Not all water stains are cause by water entering around the skylight from the outside. Condensation can form on the inside of skylight glass panels due to excessive moisture inside the home caused by improperly vented clothes dryers, washing machines, cooking, dishwashers, and bathing. The problem may not become evident until the outside temperature drops below freezing. Ice or snow accumulations on the outside of your skylight will accelerate the formation of condensation on the inside of your skylight. A failed seal between insulated glass in double glazed skylights will allow any moisture to condense between the panes of glass. To correct condensation you will need to make sure that any exhaust fans in the home are used when necessary and working properly
Damage from leaking Skylights
A leaky skylight may only cause minimal damage at first, but the longer the leak is allow to remain, the damage can become significant. Even with condensation, it is possible that carpeting or furniture may be damaged along with the expected paint and drywall repairs. However structural damage may occur due to rot and mold and mildew may grow on the wood framing. Wet insulation will also increase heating and cooling costs as well as shorten the life of roof sheathing and shingles.

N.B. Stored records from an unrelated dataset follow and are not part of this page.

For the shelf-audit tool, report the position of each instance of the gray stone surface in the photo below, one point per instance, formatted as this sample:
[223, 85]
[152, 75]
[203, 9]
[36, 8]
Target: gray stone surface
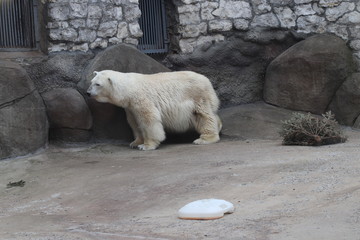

As a general rule, any roof leak should be repaired as soon as possible whether the repairs are performed by the home owner or a professional roofer.
Repairing Skylight Flashing
If you have determined that your skylight leak is not caused by condensation, you will have to inspect and repair the flashing around the perimeter of the unit. You can purchase repair kits for skylights, or contact the manufacturer for any technical support and parts. In many cases it is easier to remove the shingles around the curb to repair or replace the flashing.
Remove the window portion of the skylight. These are typically held in place with screws and clips along the sides of the unit. Next pry off the old shingles, carefully pulling nails to save the flashing. As long as the flashing is installed in the correct sequence, from the bottom to the top, you should have a leak-proof skylight when you’re finished.
You will need a hammer, pry bar, screwdriver, utility knife, flashing kit, and 1 ½ inch roofing nails.
Install adhesive underlayment
Install 6-in.-wide strips of a self-sticking waterproof underlayment. This underlayment will direct any water that may get through the metal flashing onto the roofing felt. Install from the bottom up, lapping each piece on top of the lower one.
Set the lower flashing
Set the bottom one-piece flashing on top of the shingle course. Nail it only at the upper corners into the side of the curb, not the roof. Make sure that the lower flashing is sitting on top of the shingles at the bottom of the skylight.
Install step flashing
Alternate step flashing and shingles along the side of the skylight. Nail at the upper corner.
Set the head flashing
The head flashing is one piece that wraps around the sides. This fabricated piece has welded and sealed seams and corners. Fit and install the next row of shingles, leaving about 1/2 in. of flashing exposed.
Install any remaining shingles that were removed to install the skylight flashing.